[9095] in bugtraq
Outlook 98 Security "Feature"
daemon@ATHENA.MIT.EDU (Todd Beebe)
Sun Jan 17 23:52:03 1999
Date: Sat, 16 Jan 1999 20:57:17 -0600
Reply-To: Todd Beebe <todd@INTERNETWORKING.COM>
From: Todd Beebe <todd@INTERNETWORKING.COM>
To: BUGTRAQ@NETSPACE.ORG
I have spent the last 4 months with Microsoft Support trying to resolve this
issue with no success, so I am forwarding it to Bugtraq for review.

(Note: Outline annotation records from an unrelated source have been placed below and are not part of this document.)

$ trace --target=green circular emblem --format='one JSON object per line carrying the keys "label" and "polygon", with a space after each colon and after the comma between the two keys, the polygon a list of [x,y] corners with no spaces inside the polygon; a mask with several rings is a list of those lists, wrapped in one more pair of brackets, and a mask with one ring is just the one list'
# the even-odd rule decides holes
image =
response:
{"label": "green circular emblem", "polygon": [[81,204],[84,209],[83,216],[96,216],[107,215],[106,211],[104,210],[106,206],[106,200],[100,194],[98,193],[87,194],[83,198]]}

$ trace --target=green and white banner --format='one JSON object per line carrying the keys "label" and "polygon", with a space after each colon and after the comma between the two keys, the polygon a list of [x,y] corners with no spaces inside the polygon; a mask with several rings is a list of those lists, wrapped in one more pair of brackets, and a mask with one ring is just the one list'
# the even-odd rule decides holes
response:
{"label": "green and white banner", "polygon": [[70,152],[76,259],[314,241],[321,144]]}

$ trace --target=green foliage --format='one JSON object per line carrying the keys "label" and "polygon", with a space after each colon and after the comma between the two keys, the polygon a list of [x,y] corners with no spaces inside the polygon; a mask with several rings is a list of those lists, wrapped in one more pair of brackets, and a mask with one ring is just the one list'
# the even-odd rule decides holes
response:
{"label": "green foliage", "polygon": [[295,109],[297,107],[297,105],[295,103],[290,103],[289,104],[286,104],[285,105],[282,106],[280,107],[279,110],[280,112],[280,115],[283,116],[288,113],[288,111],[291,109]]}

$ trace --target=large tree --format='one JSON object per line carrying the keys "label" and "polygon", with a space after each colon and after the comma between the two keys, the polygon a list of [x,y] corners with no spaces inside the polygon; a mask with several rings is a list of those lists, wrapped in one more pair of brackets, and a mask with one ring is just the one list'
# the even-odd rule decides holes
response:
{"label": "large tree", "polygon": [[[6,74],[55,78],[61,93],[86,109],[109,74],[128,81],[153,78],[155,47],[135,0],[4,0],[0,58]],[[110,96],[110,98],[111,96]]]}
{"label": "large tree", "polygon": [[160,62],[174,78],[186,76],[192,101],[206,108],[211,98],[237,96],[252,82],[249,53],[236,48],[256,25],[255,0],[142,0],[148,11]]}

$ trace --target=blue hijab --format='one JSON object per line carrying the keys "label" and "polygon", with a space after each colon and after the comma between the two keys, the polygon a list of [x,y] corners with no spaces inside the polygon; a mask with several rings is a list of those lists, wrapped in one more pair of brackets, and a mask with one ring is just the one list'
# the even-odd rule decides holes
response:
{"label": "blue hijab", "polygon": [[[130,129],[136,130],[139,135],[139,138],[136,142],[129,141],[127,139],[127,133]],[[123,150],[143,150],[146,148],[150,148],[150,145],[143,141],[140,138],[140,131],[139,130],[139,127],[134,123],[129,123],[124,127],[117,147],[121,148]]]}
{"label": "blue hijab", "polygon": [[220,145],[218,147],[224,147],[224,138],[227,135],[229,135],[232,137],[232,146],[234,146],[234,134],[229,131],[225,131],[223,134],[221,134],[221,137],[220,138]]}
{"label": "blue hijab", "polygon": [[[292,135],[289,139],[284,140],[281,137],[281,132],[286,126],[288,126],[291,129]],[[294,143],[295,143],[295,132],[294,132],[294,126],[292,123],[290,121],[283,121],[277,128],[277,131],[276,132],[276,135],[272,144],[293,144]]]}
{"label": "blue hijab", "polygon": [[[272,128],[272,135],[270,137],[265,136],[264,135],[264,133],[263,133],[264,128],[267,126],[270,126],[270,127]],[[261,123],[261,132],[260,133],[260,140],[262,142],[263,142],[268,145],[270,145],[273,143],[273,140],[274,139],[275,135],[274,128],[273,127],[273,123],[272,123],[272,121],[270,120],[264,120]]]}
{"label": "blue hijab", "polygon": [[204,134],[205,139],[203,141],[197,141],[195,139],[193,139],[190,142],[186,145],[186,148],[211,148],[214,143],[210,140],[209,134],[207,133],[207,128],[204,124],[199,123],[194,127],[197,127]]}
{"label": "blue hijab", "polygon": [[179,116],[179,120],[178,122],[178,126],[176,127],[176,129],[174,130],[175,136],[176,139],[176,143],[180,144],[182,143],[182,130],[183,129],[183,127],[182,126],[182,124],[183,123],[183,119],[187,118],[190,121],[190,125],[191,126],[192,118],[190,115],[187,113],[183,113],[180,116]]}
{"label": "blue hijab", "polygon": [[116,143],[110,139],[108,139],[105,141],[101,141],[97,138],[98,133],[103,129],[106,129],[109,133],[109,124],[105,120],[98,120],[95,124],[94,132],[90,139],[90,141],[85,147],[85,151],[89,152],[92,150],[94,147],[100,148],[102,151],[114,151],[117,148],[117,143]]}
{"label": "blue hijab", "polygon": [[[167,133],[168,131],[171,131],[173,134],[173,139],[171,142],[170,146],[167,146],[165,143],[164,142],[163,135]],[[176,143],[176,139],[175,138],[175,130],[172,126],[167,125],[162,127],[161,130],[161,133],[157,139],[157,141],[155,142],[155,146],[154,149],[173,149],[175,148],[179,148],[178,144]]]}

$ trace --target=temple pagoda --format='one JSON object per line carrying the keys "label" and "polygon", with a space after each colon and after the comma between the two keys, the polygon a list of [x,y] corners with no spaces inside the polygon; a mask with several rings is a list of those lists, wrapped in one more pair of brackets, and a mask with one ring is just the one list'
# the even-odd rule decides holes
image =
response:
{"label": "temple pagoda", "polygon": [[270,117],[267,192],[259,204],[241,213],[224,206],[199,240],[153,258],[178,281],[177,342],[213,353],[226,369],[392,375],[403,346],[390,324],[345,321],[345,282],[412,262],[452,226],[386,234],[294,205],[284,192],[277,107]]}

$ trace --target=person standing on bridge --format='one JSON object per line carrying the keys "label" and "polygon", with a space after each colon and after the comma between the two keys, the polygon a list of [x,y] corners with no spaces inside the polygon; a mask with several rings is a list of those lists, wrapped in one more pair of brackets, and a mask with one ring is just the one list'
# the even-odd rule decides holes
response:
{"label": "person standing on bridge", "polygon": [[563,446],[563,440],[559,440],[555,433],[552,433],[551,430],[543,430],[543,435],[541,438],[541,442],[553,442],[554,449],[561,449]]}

The basic problem is "replying to an encrypted email fails". Heres what I
initially sent to Microsoft on Sept. 11, 1998
***Start incident to Microsoft***
After successfully receiving incoming email which is signed and
encrypted(Using Verisign Certificates on both ends), the following error
dialog box appears when trying to send the reply(default action is to both
sign/encrypt outbound email):
ERROR: Non-Secure Recipients
None of the recipients can process an encrypted message. You can either
proceed with an unencypted message or cancel the operation.
[Don't Encrypt Message] [Cancel]
***End incident to Microsoft***
After months of no answer, or "Closed by Microsoft Support Engineer", when
the case was still open, heres Microsofts response:
***Start Microsoft Reply***
I have researched this issue. The replies are not encrypted in order to
preserve the security level of the messages. You have to use Forward and
re-select the contact to send an encrypted e-mail. This also occurs with the
current build of Outlook 2000.
I can submit this as a "wish," but right now this is a "by design" issue.
***End Microsoft Reply***
I don't think an encrypted email that I receive, should be unencrypted when
I reply, and require me to Forward the reply to any and all recipients.
Shouldn't the default be to encrypt all replies to encrypted email?
Is this the standard with other email packages using encryption?